Proceedings of MATSUS Fall 2024 Conference (MATSUSFall24)
DOI: https://doi.org/10.29363/nanoge.matsusfall.2024.108
Publication date: 28th August 2024
Electrolysis is usually performed under constant potential or current, but pulsed electrolysis has received growing attention over the last years, especially in the context of CO2 reduction where favourable impacts on product selectivity are observed. However, the mechanism at play remains under debate.1,2 Among the most often reported contributions are the modified mass-transport of reactants at the electrode, the oxidation of metal catalyst during anodic steps or the morphological reconstruction of the surface under dynamic conditions. Much less explored are the (micro-)kinetics events during transient operation.

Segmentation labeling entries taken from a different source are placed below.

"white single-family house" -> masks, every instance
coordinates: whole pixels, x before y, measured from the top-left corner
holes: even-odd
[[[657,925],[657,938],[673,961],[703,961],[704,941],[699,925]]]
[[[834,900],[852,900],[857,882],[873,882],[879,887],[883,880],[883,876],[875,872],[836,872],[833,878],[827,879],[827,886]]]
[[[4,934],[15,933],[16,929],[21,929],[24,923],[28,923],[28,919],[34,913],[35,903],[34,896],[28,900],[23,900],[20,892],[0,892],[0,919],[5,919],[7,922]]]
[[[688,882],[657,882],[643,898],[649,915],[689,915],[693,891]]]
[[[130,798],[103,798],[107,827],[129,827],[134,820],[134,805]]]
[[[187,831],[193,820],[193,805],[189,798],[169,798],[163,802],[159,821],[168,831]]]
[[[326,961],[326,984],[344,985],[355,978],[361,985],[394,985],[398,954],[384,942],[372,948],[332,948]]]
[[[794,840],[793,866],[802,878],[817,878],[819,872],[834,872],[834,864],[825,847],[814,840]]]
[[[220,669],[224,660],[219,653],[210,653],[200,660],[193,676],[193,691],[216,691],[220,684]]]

Herein, we address some specific cases following classical theory of electron transfer and chemical reaction rate. Upon conditions where mass-transport effect, metal oxidation and surface reconstruction are not interfering, we predict large selectivity improvements (exceeding 5000% for some cases), resulting only from (micro-)kinetics effects. For the specific reaction framework investigated, we provide rational explanations for the selectivity switch, derive a method for pulsed program optimization and show that the high selectivity improvements are compatible with high current density operation, relevant for commercially-viable CO2 reduction.